Fu ucciso da alcuni congiurati agli ordini del principe Felix Yussupov nel novembre del 1916, e secondo la tradizione la sua morte fu epica: venne prima avvelenato senza immediati effetti, quindi accoltellato, infine bersagliato dalle pallottole, ma riuscì comunque a trascinarsi fino alla riva di un fiume, dove finì annegato.

fonte:kataweb

Hugo Pratt nel Varesotto e a Lucca

Aggiornamenti vari:

Da oggi, mercoledì 28 marzo, sarà presentata ufficialmente un’esposizione al Chiostro di Voltorre di Gavirate (VA). Il titolo è “Hugo Pratt, Corto Maltese, Letteratura disegnata”, e l’esibizione rimarrà aperta dal 31 marzo al 23 giugno 2007.

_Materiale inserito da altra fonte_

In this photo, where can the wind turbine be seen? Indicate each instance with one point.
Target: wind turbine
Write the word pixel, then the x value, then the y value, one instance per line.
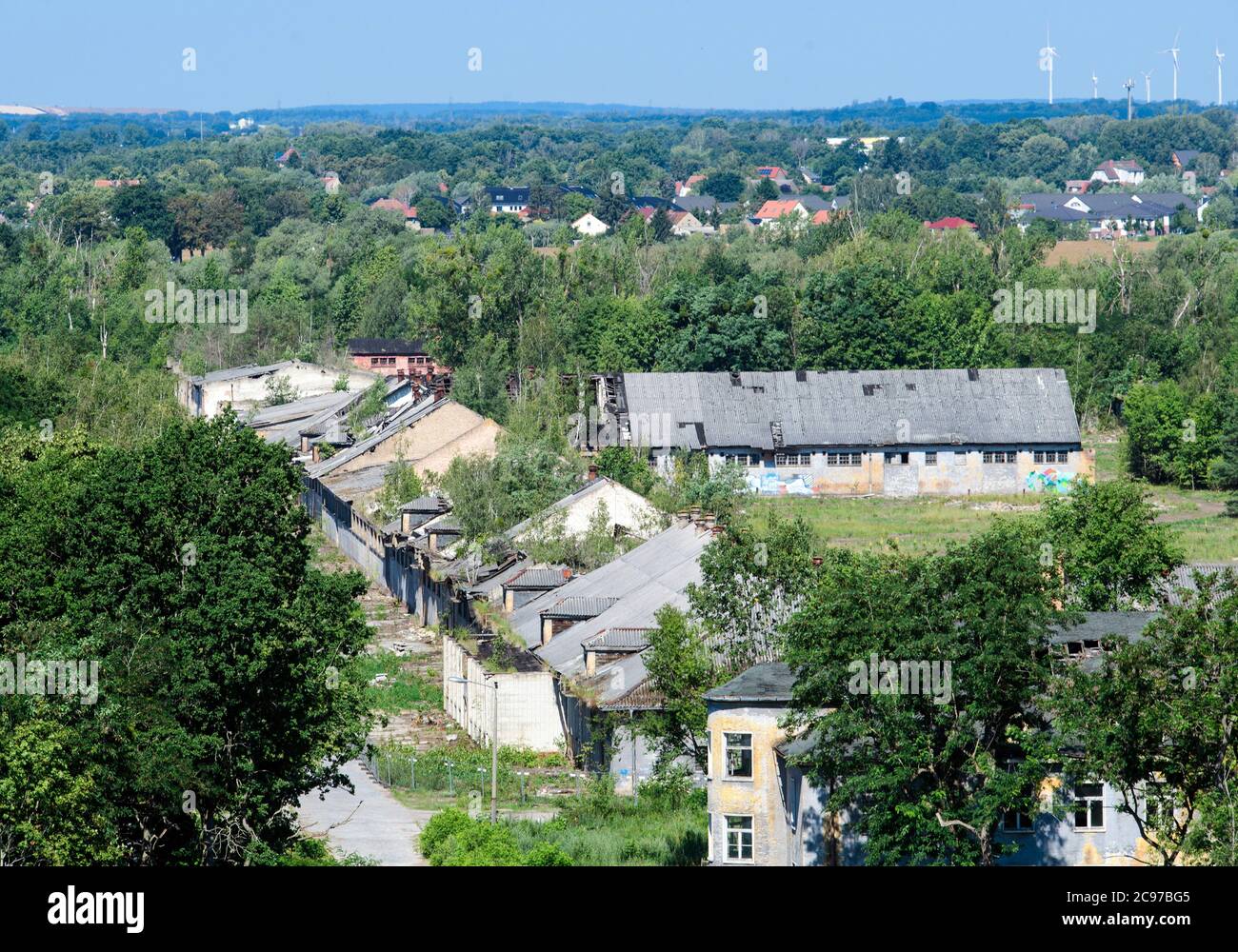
pixel 1221 57
pixel 1047 62
pixel 1174 50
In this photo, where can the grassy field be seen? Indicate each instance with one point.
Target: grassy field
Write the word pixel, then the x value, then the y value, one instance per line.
pixel 928 524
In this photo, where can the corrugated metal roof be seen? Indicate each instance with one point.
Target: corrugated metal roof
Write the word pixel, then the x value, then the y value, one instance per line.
pixel 1183 578
pixel 539 578
pixel 619 639
pixel 578 606
pixel 850 408
pixel 768 683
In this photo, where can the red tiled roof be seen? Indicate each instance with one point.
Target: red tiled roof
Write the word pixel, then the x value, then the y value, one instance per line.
pixel 772 208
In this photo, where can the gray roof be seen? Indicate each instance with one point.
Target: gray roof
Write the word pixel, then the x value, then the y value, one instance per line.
pixel 853 408
pixel 1106 206
pixel 586 488
pixel 1183 577
pixel 1096 625
pixel 537 578
pixel 285 423
pixel 236 373
pixel 404 419
pixel 762 684
pixel 619 639
pixel 651 575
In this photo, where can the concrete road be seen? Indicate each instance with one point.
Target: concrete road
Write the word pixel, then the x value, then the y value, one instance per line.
pixel 380 827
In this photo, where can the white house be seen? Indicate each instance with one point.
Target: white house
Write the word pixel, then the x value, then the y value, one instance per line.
pixel 589 225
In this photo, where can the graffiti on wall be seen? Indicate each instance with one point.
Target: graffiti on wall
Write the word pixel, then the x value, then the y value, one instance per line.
pixel 1050 481
pixel 769 483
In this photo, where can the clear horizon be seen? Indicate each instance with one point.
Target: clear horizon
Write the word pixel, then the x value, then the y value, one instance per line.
pixel 671 56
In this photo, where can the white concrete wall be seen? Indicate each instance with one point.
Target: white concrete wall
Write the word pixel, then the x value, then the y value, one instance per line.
pixel 529 704
pixel 249 391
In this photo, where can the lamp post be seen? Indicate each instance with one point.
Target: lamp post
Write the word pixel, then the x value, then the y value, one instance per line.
pixel 494 738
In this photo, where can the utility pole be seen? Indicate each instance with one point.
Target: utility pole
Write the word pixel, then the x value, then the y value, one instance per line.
pixel 494 755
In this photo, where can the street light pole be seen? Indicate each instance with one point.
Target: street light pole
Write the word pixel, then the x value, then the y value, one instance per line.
pixel 494 738
pixel 494 755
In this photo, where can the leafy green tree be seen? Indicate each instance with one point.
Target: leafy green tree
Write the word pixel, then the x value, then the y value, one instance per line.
pixel 680 670
pixel 224 693
pixel 981 608
pixel 1156 724
pixel 1106 546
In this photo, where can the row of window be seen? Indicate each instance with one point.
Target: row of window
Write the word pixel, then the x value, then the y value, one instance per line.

Non sono ancora noti tutti i dettagli, ma con ogni probabilità sarà presente molto del materiale presentato al Vittoriano di Roma in occasione dell’omonima mostra organizzata a dicembre 2006 da Vincenzo Mollica. In quell’occasione oltre alle tavole storiche e agli acquarelli più significativi, erano esposte opere inedite e le astrazioni pittoriche realizzate tra 1967 e il 1986, rappresentate da tre serie di serigrafie. Il tutto articolato in sette sezioni: attraverso i grandi temi delle sue creazioni, il mare, le donne, l'amicizia, la letteratura, la magia, l'avventura e gli addii. Per capire l’opera di un artista che nei suoi bozzetti rappresentava sempre il suo Corto Maltese in una prima “inquadratura con valigetta”, quell’unico bagaglio col quale ha attraversato il mondo.

Intanto a Lucca è stata presentata l'associazione culturale "Centro Internazione Studi e Ricerche Hugo Pratt – Associazione Culturale no Profit" con sede in via Formica, 694, con l'intento di creare un archivio documentario sull'autore. Nei prossimi mesi saranno allestite sempre a Lucca due mostre inedite: una dedicata al sesto episodio degli "Scorpioni del deserto" e l'altra a "Hugo Pratt e l'Argentina" (preludio alle attività del 2010 sul legame tra l'autore ed il Paese sudamericano).